This chapter discusses a computational logic for applicative common Lisp (ACL2), which is both a logic, and a theorem prover for that logic. The system can be more generally considered to be in the group of so-called “proof-checkers” and “proof-assistants."
Proof checking is the automated verification of mathematical theories by a formalization of their primitive notions; once a theory is formalized, a small program, the proof-checker, verifies its correctness. In order to make the formalization process feasible, an interactive proof-development system is needed. A proof assistant is the combination of a proof-development system and a proof checker.
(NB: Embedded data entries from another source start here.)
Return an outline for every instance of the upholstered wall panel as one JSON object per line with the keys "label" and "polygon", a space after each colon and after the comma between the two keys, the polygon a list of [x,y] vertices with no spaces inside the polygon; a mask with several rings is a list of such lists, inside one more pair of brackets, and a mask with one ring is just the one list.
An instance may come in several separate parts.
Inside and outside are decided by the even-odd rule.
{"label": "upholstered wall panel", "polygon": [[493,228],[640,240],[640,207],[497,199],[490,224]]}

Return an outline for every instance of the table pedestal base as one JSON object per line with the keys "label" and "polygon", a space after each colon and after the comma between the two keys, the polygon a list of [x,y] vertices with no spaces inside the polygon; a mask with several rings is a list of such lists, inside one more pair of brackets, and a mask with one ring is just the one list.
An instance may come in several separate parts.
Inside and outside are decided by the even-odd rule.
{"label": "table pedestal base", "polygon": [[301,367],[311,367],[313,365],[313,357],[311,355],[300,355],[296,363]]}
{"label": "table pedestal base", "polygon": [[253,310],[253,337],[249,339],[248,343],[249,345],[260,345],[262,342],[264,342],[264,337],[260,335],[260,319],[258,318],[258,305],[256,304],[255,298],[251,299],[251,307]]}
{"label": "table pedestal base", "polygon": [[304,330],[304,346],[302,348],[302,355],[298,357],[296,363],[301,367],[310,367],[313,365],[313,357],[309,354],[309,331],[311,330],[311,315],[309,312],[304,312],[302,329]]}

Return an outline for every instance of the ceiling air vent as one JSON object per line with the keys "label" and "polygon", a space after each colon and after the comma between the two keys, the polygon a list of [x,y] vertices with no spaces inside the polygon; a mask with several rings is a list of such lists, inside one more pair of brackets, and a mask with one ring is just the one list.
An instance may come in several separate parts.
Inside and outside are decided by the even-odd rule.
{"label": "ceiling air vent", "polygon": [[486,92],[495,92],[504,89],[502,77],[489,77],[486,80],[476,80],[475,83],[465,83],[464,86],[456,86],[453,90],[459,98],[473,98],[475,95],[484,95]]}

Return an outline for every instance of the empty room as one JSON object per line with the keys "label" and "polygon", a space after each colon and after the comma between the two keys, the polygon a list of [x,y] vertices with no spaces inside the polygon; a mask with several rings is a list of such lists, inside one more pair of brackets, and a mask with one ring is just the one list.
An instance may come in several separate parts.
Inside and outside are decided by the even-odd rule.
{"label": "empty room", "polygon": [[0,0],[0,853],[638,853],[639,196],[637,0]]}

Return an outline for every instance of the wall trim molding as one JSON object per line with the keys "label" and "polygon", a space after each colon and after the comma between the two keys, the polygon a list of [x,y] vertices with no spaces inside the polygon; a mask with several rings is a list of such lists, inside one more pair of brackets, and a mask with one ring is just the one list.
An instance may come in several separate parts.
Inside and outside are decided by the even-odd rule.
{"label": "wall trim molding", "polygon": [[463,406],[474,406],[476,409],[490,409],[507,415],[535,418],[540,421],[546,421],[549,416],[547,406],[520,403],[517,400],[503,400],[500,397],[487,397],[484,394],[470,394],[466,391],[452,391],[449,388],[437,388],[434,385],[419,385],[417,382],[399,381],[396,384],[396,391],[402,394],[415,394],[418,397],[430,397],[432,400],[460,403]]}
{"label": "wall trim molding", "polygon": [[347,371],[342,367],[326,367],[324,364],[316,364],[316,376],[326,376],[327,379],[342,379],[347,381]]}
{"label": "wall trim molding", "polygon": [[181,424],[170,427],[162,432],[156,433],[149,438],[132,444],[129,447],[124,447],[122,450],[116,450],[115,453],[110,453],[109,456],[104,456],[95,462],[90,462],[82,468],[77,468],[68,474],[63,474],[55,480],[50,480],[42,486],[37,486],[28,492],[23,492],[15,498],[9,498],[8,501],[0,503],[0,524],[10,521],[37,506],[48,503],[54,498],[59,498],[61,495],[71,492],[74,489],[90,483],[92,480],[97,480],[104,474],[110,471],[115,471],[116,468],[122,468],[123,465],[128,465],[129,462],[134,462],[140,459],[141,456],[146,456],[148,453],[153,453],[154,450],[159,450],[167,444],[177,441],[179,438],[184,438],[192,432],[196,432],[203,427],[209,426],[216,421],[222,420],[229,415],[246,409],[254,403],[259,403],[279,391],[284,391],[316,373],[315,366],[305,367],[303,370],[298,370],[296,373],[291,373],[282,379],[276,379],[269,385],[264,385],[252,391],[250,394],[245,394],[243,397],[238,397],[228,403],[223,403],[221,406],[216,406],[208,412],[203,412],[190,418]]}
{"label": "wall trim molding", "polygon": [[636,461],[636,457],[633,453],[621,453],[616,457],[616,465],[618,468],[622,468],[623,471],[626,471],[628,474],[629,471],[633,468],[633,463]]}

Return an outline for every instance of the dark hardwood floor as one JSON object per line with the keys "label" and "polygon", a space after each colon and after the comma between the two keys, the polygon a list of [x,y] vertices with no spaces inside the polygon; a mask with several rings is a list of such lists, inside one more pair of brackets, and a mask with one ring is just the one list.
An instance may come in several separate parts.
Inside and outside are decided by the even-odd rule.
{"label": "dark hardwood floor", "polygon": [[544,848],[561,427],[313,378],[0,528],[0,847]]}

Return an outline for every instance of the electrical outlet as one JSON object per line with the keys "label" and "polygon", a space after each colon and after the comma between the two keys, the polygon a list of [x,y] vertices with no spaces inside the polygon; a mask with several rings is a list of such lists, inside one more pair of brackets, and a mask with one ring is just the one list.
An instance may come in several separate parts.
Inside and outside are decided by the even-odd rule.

The chapter is structured into three main parts. The first presents a nice introduction to the need for formal methods in computer science, particularly in the design and verification of microprocessors, and includes a brief sketch of the logic and the theorem prover parts of ACL2. The second part covers the paper’s main topic: the demonstration of ACL2 as a mechanized theory of computation. Through several examples of list processing, taken from McCarthy [1], the reader is guided in how to interact with ACL2 in order to obtain some proofs. Especially interesting is the incursion into the modeling of microprocessors; with this goal in mind, a formal model for a toy version of the Java Virtual Machine is presented, and some theorems are proved. The final part lists a number of industrial applications for which ACL2 was used in the late-1990s.
The paper presents no new results, but provides a nice introduction to formal methods in computer science. It includes some interesting examples of how much one can expect from the generalized use of formal methods, in areas as practical as the development, design, and verification of microprocessors.